En su conocido trabajo titulado Time, Work-Discipline and Industrial Capitalism, E. P. Thompson se refiere a uno de los primeros códigos dirigidos a regular y gobernar a una mano de obra que, en nombre tradiciones como la del San Lunes, se mostraba absolutamente refractaria a las exigencias temporales de la recién nacida industria fabril: "Con el fin de que la pereza y la villanía sean detectados y los justos y diligentes premiados, he creído prudente crear un control del tiempo por un Monitor, y ordeno y por esta declaro que de 5 (de la mañana) a 8 (de la tarde) y de 7 (de la mañana) a 10 (de la noche) son 15 horas, de las cuales se toma 1 y media para el desayuno, almuerzo, etc. Habrá por tanto trece horas y media de servicio neto..." (Thompson, 1984: 273). El tiempo industrial aparece asociado a la productividad y, por lo mismo, identificado con la disciplina. Más aún: en la industria capitalista el tiempo es la disciplina. Muy pronto, ya desde los primeros compases del capitalismo industrial, los empresarios van a constatar que disciplinar el tiempo de trabajo es la mejor manera de disciplinar al trabajador.

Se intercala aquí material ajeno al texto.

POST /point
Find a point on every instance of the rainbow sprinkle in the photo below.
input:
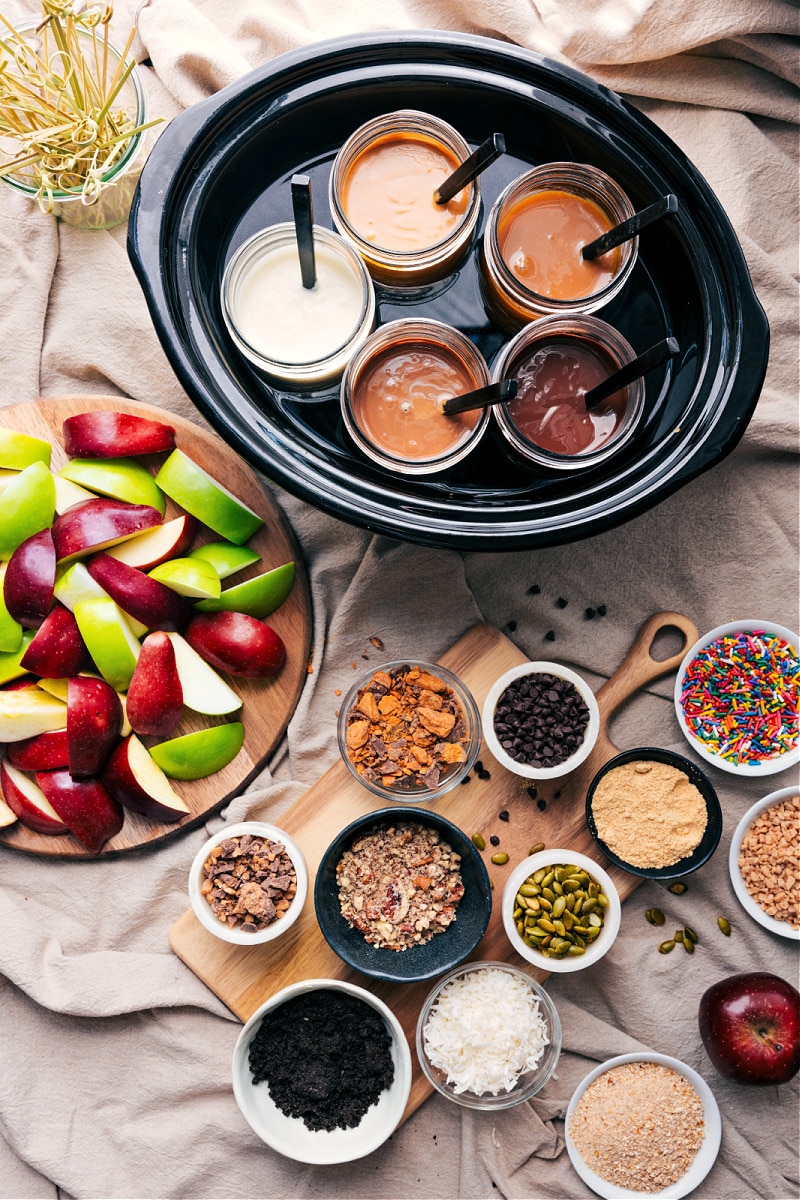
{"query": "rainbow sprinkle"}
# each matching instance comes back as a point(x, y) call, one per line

En su origen, el control del tiempo va a ser no tanto una nueva técnica del uso del cuerpo en el trabajo cuanto una técnica de vigilancia. Para ejercer esta vigilancia se recurrirá en un principio a medios tan rudimentarios como la prolongación de la jornada de trabajo: la jornada es larga, sostiene J-P. de Gaudemar, "porque los obreros son refractarios al trabajo fabril y así lo muestran claramente"; y concluye: "La duración de la estancia cotidiana del obrero en la fábrica puede en efecto analizarse desde la óptica de un control generalizado sobre su vida; cuanto más larga sea esa estancia, más cortos serán sus ratos de permanencia en los lugares en los que el control patronal no puede ejercerse: por ejemplo, el cabaret" (Gaudemar, 1991: 54). El ideal de la fábrica capitalista es el de la institución total. El aprendizaje del nuevo empleo del tiempo es el principal objetivo de la disciplina en la fábrica.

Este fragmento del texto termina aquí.